A estratégia pode ser contestada por uns e considerada à margem do novo normal (pós-2015) por outros, mas foi o caminho que Luís Montenegro escolheu. Por ser inverosímil o líder do PSD não aproveitar uma oportunidade que pode ser única para governar, os jornalistas (e bem) questionaram-no durante semanas. Montenegro manteve-se irredutível: caso fique em segundo lugar, mesmo que exista uma maioria de direita, não governa.

André Ventura, sem forma de contrariar Montenegro, disse no dia 25 de janeiro na CNN que “com ou sem Luís Montenegro haverá [Governo de direita com o Chega]. E eu tenho essa garantia”. O jornalista Anselmo Crespo questionou-o de imediato: “Tem essa garantia de quem?” E Ventura respondeu: “Isso não, não, não…” E complementaria, após questionado se era alguém do PSD: “Não posso revelar isso, mas tenho a garantia e confiança de que isso acontecerá.”

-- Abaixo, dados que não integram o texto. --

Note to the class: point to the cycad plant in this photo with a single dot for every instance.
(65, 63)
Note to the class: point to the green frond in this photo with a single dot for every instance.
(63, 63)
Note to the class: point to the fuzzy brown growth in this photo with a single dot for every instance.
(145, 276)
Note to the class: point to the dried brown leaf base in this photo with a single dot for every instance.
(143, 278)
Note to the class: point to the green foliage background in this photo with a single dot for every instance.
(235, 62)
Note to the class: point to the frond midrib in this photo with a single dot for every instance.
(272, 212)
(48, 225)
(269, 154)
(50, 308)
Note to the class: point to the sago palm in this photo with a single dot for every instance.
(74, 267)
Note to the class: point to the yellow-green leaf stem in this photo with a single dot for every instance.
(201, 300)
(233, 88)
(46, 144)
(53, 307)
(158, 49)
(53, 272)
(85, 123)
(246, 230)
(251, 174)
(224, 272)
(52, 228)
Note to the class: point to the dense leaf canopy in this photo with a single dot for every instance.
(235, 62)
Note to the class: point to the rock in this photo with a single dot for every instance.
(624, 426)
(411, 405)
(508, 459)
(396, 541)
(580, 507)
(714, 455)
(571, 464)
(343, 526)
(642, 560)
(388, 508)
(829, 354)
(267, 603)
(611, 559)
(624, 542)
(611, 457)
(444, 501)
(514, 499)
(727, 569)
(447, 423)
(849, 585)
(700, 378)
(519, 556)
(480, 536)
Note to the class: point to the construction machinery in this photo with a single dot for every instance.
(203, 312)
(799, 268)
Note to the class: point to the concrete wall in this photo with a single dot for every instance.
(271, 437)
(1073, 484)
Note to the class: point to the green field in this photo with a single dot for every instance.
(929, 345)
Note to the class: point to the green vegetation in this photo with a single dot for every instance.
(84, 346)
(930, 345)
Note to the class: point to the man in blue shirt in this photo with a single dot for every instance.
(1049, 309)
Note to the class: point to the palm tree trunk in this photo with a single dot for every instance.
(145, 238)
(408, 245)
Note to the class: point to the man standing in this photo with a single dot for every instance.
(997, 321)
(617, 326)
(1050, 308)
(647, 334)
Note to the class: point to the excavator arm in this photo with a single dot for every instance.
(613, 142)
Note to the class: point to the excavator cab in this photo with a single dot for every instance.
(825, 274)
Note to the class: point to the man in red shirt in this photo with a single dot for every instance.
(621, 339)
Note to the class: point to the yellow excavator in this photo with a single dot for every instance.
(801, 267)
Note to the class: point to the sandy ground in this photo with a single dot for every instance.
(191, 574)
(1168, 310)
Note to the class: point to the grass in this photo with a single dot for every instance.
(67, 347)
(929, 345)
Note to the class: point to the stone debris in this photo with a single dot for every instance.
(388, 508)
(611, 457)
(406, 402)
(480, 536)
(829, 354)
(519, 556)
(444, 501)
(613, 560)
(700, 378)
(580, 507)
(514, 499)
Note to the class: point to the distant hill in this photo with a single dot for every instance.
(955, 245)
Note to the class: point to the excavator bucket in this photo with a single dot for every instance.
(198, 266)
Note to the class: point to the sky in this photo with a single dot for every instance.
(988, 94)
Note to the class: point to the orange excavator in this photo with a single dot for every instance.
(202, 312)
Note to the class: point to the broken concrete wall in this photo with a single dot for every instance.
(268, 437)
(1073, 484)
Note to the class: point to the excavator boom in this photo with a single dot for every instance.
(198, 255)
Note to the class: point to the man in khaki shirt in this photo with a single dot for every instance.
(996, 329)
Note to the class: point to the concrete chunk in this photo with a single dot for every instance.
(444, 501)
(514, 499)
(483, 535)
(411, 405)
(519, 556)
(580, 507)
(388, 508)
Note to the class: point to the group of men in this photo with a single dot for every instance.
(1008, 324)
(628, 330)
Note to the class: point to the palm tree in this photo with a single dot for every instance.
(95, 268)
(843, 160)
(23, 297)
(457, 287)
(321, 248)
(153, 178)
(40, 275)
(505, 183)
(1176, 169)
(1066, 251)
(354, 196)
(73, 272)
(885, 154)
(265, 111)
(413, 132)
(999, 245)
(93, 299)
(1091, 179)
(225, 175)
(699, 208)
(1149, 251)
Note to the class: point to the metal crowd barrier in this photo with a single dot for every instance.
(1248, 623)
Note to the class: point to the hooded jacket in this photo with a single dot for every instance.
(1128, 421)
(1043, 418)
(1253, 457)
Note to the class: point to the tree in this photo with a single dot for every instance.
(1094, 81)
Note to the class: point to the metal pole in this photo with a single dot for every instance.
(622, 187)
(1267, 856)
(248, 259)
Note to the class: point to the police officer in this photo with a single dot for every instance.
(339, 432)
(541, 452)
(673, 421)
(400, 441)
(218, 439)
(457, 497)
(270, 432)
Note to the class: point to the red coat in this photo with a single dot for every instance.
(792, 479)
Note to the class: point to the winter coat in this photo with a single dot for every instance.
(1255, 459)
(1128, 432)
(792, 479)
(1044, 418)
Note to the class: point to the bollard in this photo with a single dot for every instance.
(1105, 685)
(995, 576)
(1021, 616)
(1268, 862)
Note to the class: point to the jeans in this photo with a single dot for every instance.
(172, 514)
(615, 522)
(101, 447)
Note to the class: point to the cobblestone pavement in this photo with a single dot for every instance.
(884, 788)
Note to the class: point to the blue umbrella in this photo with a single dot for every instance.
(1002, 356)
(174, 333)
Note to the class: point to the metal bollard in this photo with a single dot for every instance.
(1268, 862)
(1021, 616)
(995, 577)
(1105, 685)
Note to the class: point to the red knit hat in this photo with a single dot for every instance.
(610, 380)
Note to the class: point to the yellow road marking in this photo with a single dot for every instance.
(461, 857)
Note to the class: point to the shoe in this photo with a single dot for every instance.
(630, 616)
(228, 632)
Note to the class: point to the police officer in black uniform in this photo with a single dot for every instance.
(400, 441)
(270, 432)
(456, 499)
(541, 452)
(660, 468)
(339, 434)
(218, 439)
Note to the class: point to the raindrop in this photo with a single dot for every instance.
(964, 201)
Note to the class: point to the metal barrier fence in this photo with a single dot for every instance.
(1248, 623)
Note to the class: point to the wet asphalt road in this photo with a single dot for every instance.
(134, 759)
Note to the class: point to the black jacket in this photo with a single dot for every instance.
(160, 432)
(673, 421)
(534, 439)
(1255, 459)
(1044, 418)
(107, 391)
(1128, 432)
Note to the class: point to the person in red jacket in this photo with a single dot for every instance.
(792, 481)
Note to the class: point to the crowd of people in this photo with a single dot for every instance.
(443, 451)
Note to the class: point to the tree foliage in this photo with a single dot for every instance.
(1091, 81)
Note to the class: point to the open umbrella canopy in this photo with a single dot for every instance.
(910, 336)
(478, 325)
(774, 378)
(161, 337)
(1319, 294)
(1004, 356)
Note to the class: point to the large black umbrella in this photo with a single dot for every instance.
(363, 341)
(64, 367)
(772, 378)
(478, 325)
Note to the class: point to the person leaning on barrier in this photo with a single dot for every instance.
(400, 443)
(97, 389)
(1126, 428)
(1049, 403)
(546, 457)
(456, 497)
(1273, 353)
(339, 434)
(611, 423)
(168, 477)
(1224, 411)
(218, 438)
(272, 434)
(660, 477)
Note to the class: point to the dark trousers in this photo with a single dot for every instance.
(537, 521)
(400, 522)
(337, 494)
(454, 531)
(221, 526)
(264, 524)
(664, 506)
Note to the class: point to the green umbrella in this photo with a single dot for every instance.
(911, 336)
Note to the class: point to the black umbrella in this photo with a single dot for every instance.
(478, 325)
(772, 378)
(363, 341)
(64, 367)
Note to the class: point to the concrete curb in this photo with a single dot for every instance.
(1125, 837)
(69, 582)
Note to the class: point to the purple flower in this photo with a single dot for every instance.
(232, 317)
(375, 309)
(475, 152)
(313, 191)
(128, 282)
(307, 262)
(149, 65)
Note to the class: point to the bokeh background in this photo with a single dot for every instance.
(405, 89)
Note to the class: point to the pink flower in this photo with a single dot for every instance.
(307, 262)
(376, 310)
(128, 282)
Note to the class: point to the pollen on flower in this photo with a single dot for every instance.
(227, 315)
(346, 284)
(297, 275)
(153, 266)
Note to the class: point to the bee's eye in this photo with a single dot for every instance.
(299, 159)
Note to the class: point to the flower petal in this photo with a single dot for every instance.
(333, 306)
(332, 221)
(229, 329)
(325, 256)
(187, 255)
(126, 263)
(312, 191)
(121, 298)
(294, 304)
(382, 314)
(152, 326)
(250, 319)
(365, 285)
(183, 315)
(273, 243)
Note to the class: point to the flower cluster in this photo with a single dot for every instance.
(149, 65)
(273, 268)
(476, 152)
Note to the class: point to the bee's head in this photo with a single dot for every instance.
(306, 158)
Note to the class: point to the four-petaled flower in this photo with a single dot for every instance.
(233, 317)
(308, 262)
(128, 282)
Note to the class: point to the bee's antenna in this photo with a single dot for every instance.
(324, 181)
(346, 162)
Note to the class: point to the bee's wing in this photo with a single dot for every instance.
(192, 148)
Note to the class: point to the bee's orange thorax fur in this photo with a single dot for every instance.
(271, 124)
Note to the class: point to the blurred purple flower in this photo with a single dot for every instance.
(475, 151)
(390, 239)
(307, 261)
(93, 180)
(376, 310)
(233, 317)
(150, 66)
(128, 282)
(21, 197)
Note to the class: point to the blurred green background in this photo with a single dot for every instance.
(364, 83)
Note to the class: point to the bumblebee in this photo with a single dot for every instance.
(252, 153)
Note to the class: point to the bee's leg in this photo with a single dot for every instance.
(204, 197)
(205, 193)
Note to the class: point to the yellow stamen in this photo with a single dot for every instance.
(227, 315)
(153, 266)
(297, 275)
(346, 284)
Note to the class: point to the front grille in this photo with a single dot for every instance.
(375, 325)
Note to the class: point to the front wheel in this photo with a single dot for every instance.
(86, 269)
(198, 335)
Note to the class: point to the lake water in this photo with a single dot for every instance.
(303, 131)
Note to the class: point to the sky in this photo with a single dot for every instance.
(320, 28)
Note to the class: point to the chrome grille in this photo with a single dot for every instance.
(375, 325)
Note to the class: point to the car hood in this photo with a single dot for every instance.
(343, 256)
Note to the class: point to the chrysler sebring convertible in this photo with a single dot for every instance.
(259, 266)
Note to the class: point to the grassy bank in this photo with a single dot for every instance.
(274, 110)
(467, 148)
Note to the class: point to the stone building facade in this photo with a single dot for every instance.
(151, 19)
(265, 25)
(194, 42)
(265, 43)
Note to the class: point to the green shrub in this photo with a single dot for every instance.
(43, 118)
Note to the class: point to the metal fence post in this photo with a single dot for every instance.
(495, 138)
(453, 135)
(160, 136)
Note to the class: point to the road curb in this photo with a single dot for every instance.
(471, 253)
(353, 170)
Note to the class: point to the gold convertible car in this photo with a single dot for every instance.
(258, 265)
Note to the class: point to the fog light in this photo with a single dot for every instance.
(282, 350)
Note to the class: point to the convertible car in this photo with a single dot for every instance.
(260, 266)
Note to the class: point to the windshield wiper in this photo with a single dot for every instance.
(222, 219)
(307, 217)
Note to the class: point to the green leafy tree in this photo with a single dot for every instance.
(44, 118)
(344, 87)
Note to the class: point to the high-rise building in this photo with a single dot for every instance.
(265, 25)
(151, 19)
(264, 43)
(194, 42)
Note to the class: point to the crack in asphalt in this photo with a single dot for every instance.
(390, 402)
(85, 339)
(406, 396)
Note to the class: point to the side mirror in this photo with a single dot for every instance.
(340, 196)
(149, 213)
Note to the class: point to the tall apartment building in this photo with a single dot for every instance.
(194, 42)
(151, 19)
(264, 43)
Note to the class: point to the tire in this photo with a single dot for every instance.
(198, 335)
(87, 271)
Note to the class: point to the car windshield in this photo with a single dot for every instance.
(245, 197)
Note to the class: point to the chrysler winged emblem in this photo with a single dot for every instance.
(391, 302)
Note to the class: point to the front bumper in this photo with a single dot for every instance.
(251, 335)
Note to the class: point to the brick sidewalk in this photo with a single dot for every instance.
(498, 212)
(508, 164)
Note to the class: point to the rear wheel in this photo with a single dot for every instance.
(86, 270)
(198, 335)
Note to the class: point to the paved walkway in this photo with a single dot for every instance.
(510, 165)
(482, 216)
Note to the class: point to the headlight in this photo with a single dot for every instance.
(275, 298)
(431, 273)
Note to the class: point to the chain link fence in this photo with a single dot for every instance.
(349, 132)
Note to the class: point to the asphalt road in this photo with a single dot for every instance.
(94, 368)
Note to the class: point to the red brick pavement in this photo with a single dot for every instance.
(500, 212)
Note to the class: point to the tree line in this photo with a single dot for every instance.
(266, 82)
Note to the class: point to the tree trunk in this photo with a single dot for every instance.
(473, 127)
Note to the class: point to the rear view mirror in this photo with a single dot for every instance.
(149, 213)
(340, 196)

Desde então, o líder do Chega tem recusado em várias entrevistas dizer quem são essas “forças vivas”. Sugere que é gente importante no partido e insinua, sempre sem concretizar, que até podem ser dirigentes. Mas é absolutamente claro numa coisa: Montenegro nunca lhe deu essa garantia. Pelo contrário. Não se trata de duas versões diferentes: o líder do PSD e o líder do Chega dizem o mesmo.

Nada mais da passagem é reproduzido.